Kudoa Mitigation Initiative Project

Kudoa thyrsites is a microscopic, multicellular parasite belonging to the Myxozoa. Myxozoans are mainly known as parasites of cold blooded invertebrates such as fishes and amphibians. They also have obligate, and lesser known, developmental stages within invertebrate hosts.

Waterborne spores act as infective stages between invertebrate and vertebrate hosts. Most myxozoan life stages are only visible via microscopy and they were considered to be protists until the 1990’s.

Phylogenetic analyses suggest that Myxozoans share a common ancestor with Cnidarians (e.g. jellyfish and corals) and are actually metazoans (animals) with reduced body plans.


The genus Kudoa is composed of over 90 species parasitic on marine and estuarine fishes. Species of Kudoa that infect skeletal muscle are recognized for their impacts on the marketability of commercially important fish hosts, as opposed to causing mortality. These effects usually present as visible cysts or flesh deterioration. No invertebrate hosts have been determined for any member of the genus, although related genera are found in polychaete worms.

K. thyrsites has a broad host range and is known to infect the muscle of over 30 different marine fish from several families around the world. Species familiar to people in BC include sea trout, herring, hake, wild and farmed salmon— both Atlantic and Pacific species – North Pacific arrow tooth flounder, and mahi mahi. Other fish species found to be susceptible are Dover sole and Pacific halibut.

K. thyrsites has no visible pathology but parasite derived enzymes degrade the flesh post mortem. Low levels of infection can go unnoticed in commercially sold fish, but at higher levels of infection the proteolytic activity of the parasite produces extensive myoliquefaction (dissolution or liquefaction of muscular tissue) and the fish meat is no longer commercially viable. K. thyrsites infections can result in substantial economic losses to the finfish aquaculture industry as infected fish have no signs of disease.

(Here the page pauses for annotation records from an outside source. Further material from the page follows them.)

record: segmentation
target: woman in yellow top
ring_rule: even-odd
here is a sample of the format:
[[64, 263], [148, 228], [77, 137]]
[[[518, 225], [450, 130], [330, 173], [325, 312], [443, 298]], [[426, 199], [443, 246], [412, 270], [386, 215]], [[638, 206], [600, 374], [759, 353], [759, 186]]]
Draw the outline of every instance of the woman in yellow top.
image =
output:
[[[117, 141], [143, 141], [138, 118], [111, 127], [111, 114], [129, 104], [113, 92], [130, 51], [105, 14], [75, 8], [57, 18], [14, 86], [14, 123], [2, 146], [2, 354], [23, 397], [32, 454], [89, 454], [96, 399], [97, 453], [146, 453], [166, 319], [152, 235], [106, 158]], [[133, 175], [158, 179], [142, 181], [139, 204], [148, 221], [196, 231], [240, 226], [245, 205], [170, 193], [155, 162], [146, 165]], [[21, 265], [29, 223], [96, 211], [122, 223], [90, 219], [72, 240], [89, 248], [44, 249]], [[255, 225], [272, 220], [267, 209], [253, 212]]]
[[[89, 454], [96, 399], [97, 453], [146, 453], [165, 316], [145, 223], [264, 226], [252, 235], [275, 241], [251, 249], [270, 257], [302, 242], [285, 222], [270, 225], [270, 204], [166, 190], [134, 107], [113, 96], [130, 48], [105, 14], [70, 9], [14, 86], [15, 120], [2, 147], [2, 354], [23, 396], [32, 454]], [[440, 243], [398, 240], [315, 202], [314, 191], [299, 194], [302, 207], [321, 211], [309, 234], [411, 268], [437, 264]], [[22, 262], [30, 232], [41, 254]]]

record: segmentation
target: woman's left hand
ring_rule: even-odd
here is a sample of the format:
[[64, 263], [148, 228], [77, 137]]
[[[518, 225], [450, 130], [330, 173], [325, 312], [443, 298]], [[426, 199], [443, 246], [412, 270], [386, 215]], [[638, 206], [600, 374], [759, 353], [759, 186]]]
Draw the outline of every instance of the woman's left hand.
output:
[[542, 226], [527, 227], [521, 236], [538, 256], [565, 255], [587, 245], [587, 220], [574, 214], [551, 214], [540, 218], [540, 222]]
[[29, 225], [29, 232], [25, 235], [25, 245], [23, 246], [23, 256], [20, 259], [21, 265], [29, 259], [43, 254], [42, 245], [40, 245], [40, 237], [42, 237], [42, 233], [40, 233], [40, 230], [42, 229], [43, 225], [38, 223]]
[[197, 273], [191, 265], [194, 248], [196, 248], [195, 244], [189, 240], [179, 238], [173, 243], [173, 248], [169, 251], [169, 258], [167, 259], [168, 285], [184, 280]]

Husbandry methods that prevent or minimize exposure to K. thyrsites are unavailable due to limited life-history knowledge of the parasite. K. thyrsites requires an unknown alternate host, and until this host is discovered, empirical trials to understand infection dynamics and to evaluate husbandry methods using controlled exposures are precluded.

The BC Centre for Aquatic Health Sciences Society (BC CAHS) has been retained by Mowi Canada West to develop strategies to understand and mitigate the effects related to Kudoa thyrsites infection in Atlantic salmon (Salmo salar).


Kent, M.L., L. Margolis, D.J.Whitaker, G.E. Hoskins and T.E. McDonald. 1994. Review of Myxosporea of importance to salmonid fisheries and aquaculture in British Columbia. Folia Parasitologica 41: 27–37.

Marshall, W.L., MacWilliam, T. Brown, H., Lamson, H., Morrison, D., Afonso, LOB. 2016. Epidemiology of K. thyrsites (Myxozoa) infections in Atlantic Salmon (Salmo salar) farmed in heavily and lightly impacted regions of British Columbia. Journal of Fish Diseases 39:929-946.

Moran, J.D.W., D.J. Whitaker, M.L. Kent. 1999. A review of myxosporean genus Kudoa Meglistch, 1947, and its impact on the international aquaculture industry commercial fisheries. Aquaculture 172:163-196.